6. Spotlight A Rogue's Gallery That's As Impessive As She Is
Some of you may be laboring under the misapprehension that Wonder Woman isn't as popular as her male counterparts because her rogue's gallery is lame. Even if that were true, underwhelming adversaries didn't stop Iron Man from headlining a blockbuster trilogy. They even made his most formidable foe from the comics into a parody of Batman Begins whitewashing of Ra's al Ghul. Even most of Batman's foes didn't become A-list until Batman: The Animated Series started treating them like real people. So it's really just a matter of picking existing villains that are both a match for Wonder Woman and help define her character, then fleshing them out so they can support a feature film. Because they're not as overexposed as the Joker or Lex Luthor, the public won't be jaded over them either. Since she combines the physical powers of Superman with the tactical skills of Batman yet neither of their weaknesses (Kryptonite and anything that kills regular humans, respectively), her cinematic enemies need to be able to give her a challenge.

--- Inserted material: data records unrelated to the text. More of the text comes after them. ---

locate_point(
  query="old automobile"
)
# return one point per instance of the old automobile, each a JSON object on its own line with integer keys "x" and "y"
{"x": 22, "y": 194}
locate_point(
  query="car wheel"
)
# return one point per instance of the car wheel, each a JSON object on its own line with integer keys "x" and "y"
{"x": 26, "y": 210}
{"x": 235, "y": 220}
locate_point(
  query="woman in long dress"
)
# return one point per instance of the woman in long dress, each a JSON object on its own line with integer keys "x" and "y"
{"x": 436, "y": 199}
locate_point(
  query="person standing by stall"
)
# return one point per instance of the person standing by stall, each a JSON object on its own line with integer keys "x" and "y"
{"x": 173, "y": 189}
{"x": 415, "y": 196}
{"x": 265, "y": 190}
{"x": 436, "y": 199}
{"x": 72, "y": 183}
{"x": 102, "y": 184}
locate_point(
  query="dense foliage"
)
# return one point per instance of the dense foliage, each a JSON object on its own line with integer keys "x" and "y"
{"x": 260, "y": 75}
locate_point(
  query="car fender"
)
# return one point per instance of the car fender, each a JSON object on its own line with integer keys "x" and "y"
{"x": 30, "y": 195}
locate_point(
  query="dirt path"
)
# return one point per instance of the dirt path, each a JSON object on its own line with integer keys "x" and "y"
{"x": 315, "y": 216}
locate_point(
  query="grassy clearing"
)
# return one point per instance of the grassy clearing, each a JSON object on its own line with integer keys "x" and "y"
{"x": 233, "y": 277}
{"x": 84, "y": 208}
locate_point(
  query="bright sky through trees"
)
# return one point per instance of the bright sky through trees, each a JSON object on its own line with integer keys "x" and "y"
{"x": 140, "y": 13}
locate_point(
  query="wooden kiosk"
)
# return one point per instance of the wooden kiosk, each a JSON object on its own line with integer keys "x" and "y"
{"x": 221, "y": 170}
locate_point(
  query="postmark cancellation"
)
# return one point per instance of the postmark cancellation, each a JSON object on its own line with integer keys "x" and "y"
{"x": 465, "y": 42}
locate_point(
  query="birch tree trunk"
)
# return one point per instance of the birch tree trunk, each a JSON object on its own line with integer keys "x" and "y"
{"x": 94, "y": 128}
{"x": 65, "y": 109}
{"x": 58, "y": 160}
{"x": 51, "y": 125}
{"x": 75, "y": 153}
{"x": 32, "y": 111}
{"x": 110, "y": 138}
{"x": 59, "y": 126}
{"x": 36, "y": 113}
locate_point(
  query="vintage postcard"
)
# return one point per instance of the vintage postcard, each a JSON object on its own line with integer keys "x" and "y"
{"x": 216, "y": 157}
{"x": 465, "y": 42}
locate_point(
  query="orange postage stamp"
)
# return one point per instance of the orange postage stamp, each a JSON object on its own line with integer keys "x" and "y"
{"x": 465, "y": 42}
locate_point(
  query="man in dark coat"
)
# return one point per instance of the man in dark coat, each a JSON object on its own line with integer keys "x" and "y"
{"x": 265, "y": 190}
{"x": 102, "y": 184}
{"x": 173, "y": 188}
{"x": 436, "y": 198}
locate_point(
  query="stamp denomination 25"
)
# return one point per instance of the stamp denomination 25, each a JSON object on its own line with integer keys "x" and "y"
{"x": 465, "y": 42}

Her top enemy is Ares, the God of War who dresses like a badass Greek Nazgul. He needs to be played by a big dude with a voice that's terrifying yet inspiring, so Keith David and Clancy Brown are the top choices. If they kill Ares in the last five minutes of her film debut, it'd be a blasphemous anticlimax that only pleases Secular Humanists. Instead he should be more of a looming force throughout the franchise to emphasize his immortal influence in an age of seemingly endless global conflicts. Most of the battles would be against his unwitting pawns, of which there are many to choose from.
Cheetah is like an evil Lara Croft (maybe cast Kate Beckinsale to compensate for her not getting the lead in Tomb Raider?) who transforms into the ultimate Furry by trying to "mighty whitey" her way into a secret African ritual. Her avarice, malice, and disrespect for other cultures starkly contrast with Wonder Woman's. She's one of the few mortals that stands a chance against Wonder Woman in physical combat, especially when depicted with talons and teeth that can poison even Demi-Goddesses.
Circe (the same one from The Odyssey) wants peace through total subjugation under her rule as opposed to inspiring people to set aside their differences. She's a magic powerhouse that can create hordes of monsters. I'd go with Monica Bellucci just to see her rock a violet wig as she corrupts the weak-willed. Award-winning Peter Dinklage would class up the joint as Dr. Psycho, a telepathic tuxedoed dwarf and misogyny incarnate. Magic and telepathy are both excellent powers for her villains since Wonder Woman can't overcome them with brute superstrength.
Baroness Paula von Gunther is your baddie if you want to see Wonder Woman smash Nazis, not that the movie should be a period piece (unlike Steve Rogers becoming Captain America, Diana doesn't need WWII to become Wonder Woman) or that Nazis are the only real world evil (now pretty much extinct) worth fighting. Dr. Veronica Cale shows that women can be just as responsible for keeping modern society screwed up as men, though her obsessive jealously skews her dangerously close to being Lex Luthor with a full head of hair ovaries. Silver Swan, the sonic-screaming cyborg, checks both the "corrupted former friend" and "science vs. magic" boxes. Devastation is the twisted counterpart to Wonder Woman made of living clay by the Titan Cronus to help overthrow Olympus. She also has mind-warping powers and looks like a child, making battles against her a PR nightmare. Granny Goodness's Female Furies are like evil specialist Amazons FROM SPACE!
Last but certainly not least is Giganta, who as her name implies, ought to be portrayed by Christina Hendricks . Not only can this super-scientist grow to titanic proportions, she's also been shown to have a life beyond being an archenemy. One of the sequels could be Wonder Woman thwarting a catastrophic love triangle of Giganta, Gorilla "Best Supervillain" Grodd, and fellow superhero the Atom. Toss in the Flash (he's getting a TV show that may or may not tie into the movies depending on whether the coin lands scarred side up) to help fight Grodd and you've got a team-up movie that's more interesting than Superman/Batman.